As Britain mourns the passing of its Queen, the country also faces its most serious economic crisis in decades and markets will ponder the implications of the new government’s record-breaking energy package.
Leaders across Europe are scrambling to keep the lights on and U.S. inflation data on Tuesday should provide the last piece in the puzzle ahead of the Federal Reserve’s September meeting.
China meanwhile is trying to get banks to help spur the economy and Volkswagen seems set to embark on listing luxury car maker Porsche against a volatile markets backdrop.
Here is a look at the week ahead in markets from Kevin Buckland in Tokyo, Sumanta Sen in Mumbai, Emma-Victoria Farr in Frankfurt, William Schomberg, Vincent Flasseur and Karin Strohecker in London, and Lewis Krauskopf in New York.
1/ BRITAIN IN CRISIS
Policymakers and investors are gauging the implications for inflation from the government’s huge energy bill bailout for households. The measures will bring down price pressures in the short term but could stoke them further ahead as consumers are spared the worst of the hit to their finances.

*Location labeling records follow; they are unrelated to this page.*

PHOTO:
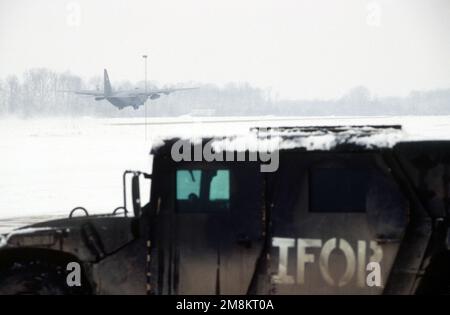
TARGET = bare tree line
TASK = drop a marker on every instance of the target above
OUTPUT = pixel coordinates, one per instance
(38, 93)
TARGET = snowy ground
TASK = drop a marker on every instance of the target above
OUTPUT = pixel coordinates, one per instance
(49, 166)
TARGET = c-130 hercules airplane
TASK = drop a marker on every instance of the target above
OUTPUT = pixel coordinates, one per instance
(121, 99)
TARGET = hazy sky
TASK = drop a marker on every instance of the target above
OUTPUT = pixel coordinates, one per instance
(301, 49)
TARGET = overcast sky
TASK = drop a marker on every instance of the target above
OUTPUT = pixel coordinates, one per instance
(300, 49)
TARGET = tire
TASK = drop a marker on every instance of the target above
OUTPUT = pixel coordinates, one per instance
(34, 278)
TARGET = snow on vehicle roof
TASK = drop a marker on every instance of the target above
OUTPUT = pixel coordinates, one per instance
(309, 138)
(310, 133)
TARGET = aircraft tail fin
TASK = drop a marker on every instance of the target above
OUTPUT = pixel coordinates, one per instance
(107, 85)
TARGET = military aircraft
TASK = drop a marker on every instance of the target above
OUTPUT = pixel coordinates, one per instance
(121, 99)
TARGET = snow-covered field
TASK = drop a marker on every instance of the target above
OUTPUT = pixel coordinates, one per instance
(49, 166)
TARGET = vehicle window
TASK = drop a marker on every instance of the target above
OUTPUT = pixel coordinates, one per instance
(338, 189)
(220, 186)
(202, 190)
(188, 184)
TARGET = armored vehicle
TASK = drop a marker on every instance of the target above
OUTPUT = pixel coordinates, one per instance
(286, 210)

The Bank of England has just postponed its meeting, originally scheduled for Sep. 15, to Sep. 22 following the death of Queen Elizabeth. Many economists think it will raise interest rates by a further 50 basis points – normally a huge increase but less than the 75 bps rate hike that investors had been betting on increasingly until a few days ago.
Policymakers will have a few more data points that are scheduled for release to chew over before then. Data on Monday showed Britain’s economy grew by less than expected in July when it expanded by 0.2% from June. The latest job market readings are due on Tuesday and August inflation on Wednesday.
2/RUNNING OUT OF GAS
Faced with soaring energy prices that threaten to spark social unrest, necessitate rationing and inflict a recession, Europe’s leaders are scrambling to pull together radical plans to counter Russian President Vladimir Putin’s gas cut-off.
Governments are spending hundreds of billions of euros to help consumers and businesses cope with runaway bills. A plan from Britain’s new government could cost as much as 150 billion pounds, sending its currency to near-four decade lows. Paris announced on Monday it will extend current caps on gas and power prices in a move to protect French consumers.
European Union energy ministers on Friday tasked Brussels with drafting proposals within a few days to cap the revenues of non-gas energy producers and help power firms stay afloat but backed away from more divisive proposals to cap Russian gas prices.
Meanwhile more oil-importing countries – for example India – are considering joining the Group of Seven wealthy nations’ plan to cap the price of Russian oil, Washington said.
Tuesday’s U.S. inflation data is one of the last – and perhaps the most important – pieces of data that will help the Fed decide how aggressively it needs to hike rates in September.
July’s CPI report showed a surprising moderation in prices that helped spur a rebound in stocks. That rally has since faded with Fed chair Jerome Powell warning that the Fed’s single-minded fight to tame inflation could lead to economic pain.
On an annual basis, CPI increased by a weaker-than-expected 8.5% in July, with the inflation gauge coming in flat, month-over-month. Early estimates for August call for a 0.1% decline on a monthly basis, but wild cards such as volatile energy prices are keeping investors on edge.
4/ PUSHING ON A STRING?
A downside surprise on Chinese inflation data on Friday cheered markets because it seems to afford policymakers plenty of room to ease and help boost a flagging economy.
But loan figures out shortly afterward pointed to the dilemma: who wants to borrow in a downturn? Loan growth is scarcely budging, and a meager rise in August was below analysts’ hopes.
The central bank has already flooded the system with cash, without improving confidence, since there is no clear path out of a deepening property crisis or COVID-19 lockdowns.
More help has been promised, but is yet to meaningfully arrive, leaving the Hang Seng lingering near major lows and the yuan close to a two-year trough.
Data on industrial production, house prices and retail sales due on Sep. 16 will give more indications on the state of the world’s second largest economy.
It’s been a bleak year for capital markets. But that might not detract Volkswagen from listing luxury car maker Porsche.
Volkswagen fired the IPO starting gun even as European stock markets reeled from record inflation and the Russia energy standoff. The next three weeks will be crucial as bankers gather investor feedback and begin book building.
At the high end of estimates – investors expect a valuation between 60-85 billion euros ($60.4-$85.5 billion) – the IPO could be the largest in German history and the biggest in Europe since 1999, Refinitiv data showed.
Porsche will only backtrack on its stock market debut if “severe geopolitical problems arise,” the sportscar brand’s chief financial officer said on Tuesday. The Frankfurt Stock Exchange has only seen two SPACs and one small primary listing in 2022.